Hiring a Private Investigator? 5 Questions You Need to Ask

Seedy offices, bottles of scotch, trench coats and cameras. These are the Hollywood images that have been put in our minds when we think of private investigators. The gumshoe lifestyle is filmed in black and white and involves leveraging some corrupt contacts down at the precinct in order to weed out cheating spouses and backstabbing business partners. If all of this rings a bell for you, you aren’t alone.

Private Investigator Hollywood Images

You are also one of the many people in possession of some demonstrably false information regarding private investigation practices. Private Investigators have a plethora of tools at their disposal that do allow them to perform useful surveillance and investigative tasks, but the professional standards of a reputable private investigation firm are unlikely to hit the silver screen any time soon. Individuals in need of such services will find themselves in good, ethical hands, provided they ask the right questions.

 

1. Are you licensed and what’s your number?

Private investigation is not an occupation for just anyone. Depending upon the state, detectives in training must meet different standards to practice. In New York, aspiring PI’s must have three years and several thousand hours of fieldwork. A two-hour test is administered covering everything from knowledge of state and federal laws to proper handling of evidence. Diligent study is given to learning the laws, ethics, and standards of the occupation and a federal background check is mandatory prior to certification. In addition, these extensive requirements must be met on a regular basis in order to keep one’s license current.

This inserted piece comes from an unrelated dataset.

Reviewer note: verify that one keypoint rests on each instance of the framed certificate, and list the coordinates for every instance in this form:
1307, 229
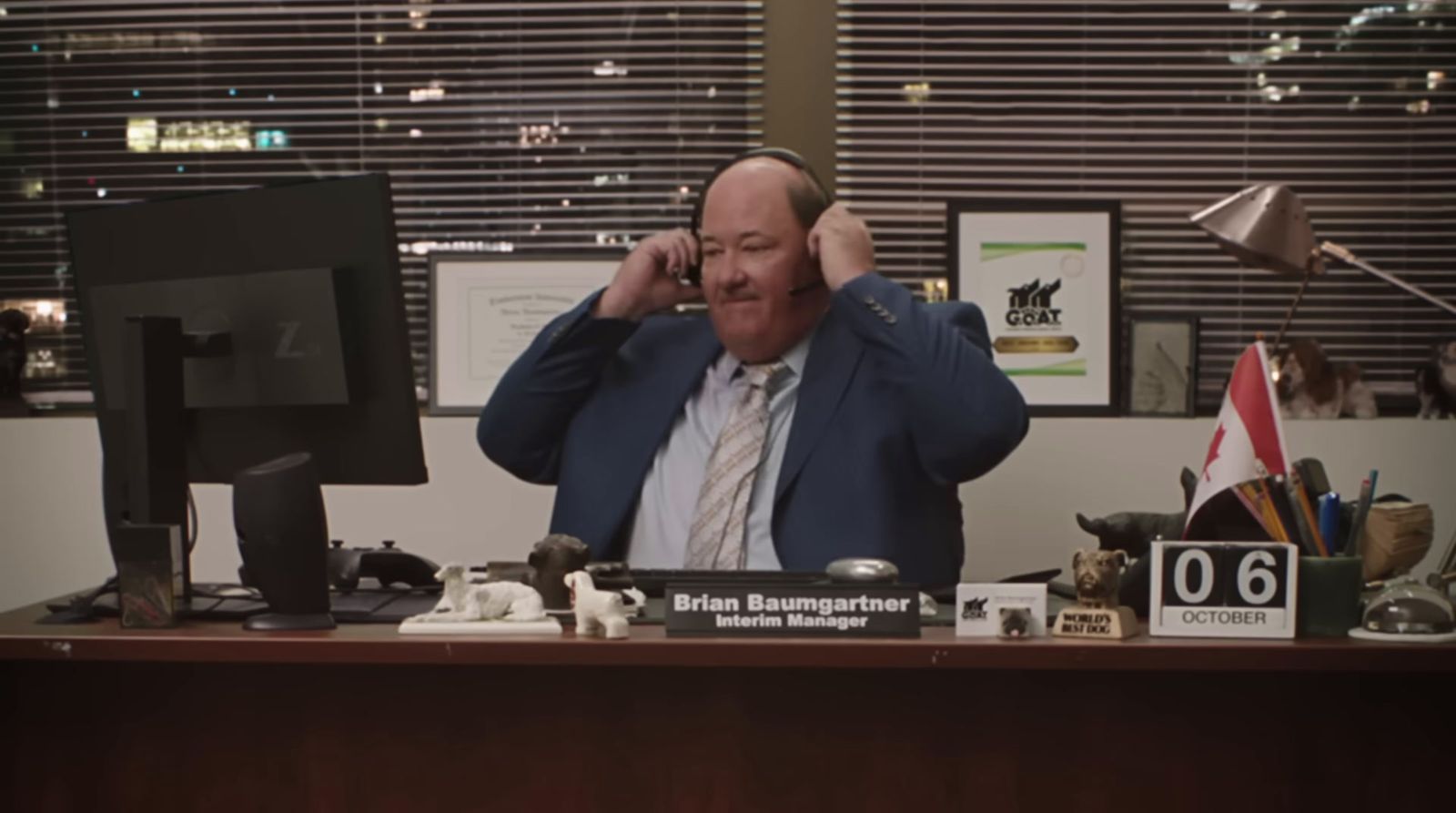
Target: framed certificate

Because of the level of quality and credibility maintained by licensed private investigators, start by inquiring with your state regarding a company or individuals licensing status. When hiring a PI, anyone can say they are licensed, so verify their license number. If the individual in question is of repute, they will likely have this number on their website, business cards, hanging in their office, or other promotional materials. Doing so will ensure that your PI maintains high professional and ethical standards on a consistent basis.

2. What is your background?

As you can see, knowing your PI is an integral part of the process. First of all, asking this question gives you some idea as to their level of expertise. Are they retired police? FBI? Beyond their work history, this also helps ensure that they are, in fact, retired police instead of fired police. Termination from law enforcement or investigation could have resulted from anything from poor job performance to unethical practices; information you’ll definitely want to know prior to employing their services. Having this type of information gives clues regarding their knowledge and expertise.

The background of your investigator can also help you pick the right person. Do they have a history in financial crime? Surveillance? Identifying the unique characteristics of your PI can help you select the one with the right skills for your situation. Even if their background isn’t in law enforcement specifically, an unconventional background can lend intangible advantages to your case.

3. Who will handle my case?

Professional investigative firms are rarely one-person shows. In order to provide a high level of service, agencies utilize a team of individuals, each with specific backgrounds, licensing, and skills in order to handle your case in the best way possible. For that reason, inquire about the licensing status and capabilities of the specific individuals handling your case. Determine if they have any personal strengths that may help in your circumstances and make sure that they exercise sound ethics and practices.

In particular, do not be offended if the brunt of your case is not being handled by the head PI. Different individuals in the firm may have specific capabilities or contacts that can help reach a quick and accurate resolution to your case – sometimes better than the head PI. Just vet the individuals responsible for your work and rest with the peace of mind that your case is in the best hands.

4. How long have you been working as a licensed private investigator?

Private investigators are like doctors: we all had to start somewhere, but that doesn’t mean we were bad. Understand that hiring a newer PI is not necessarily a bad thing. But it is important to keep in mind that in more delicate matters, such as professional surveillance or custody cases, experience is an important asset. Furthermore, PIs with a demonstrated track record of success and ethical behavior are more likely to give you the results you are looking for. Just know that hiring a new, well-respected, and well-qualified in PI is not a bad idea either.

5. Do you practice any legally “grey” methods of obtaining information?

This one is key. Finding the right individual and vetting their staff and background is important, but the credibility of your case can take a drastic hit if it turns out the information was obtained using illegal channels. The challenge lies in the fact that between full, above-the-board legal methods and strictly illegal methods lies a sea of grey area. For your protection and safety, be sure to establish what you find acceptable in your contract.

For additional assurance, ask for work samples in order to take a closer look at their specific methods of investigation. Any good private investigator will be able to provide these, albeit with redacted names and information for confidentiality purposes. What you will be able to see, however, is the specific methodology used and the complexity of the case itself. With this information, you can guarantee that you’re receiving the best treatment in a way that fits your character and values.

Private investigation is a useful and powerful tool for individuals with specific legal needs. Employing the services of a PI requires a measure of scrutiny and care to ensure that all professional and ethical standards are met. Ask about licensing status, methods of investigation, and qualifications of staff. Outline your ethical boundaries in your contract and read work samples to see their work in action. Secure your information, your case, and your peace of mind by asking the right questions when you enter into your contract and rest assured that your due diligence will make a difference in the courtroom.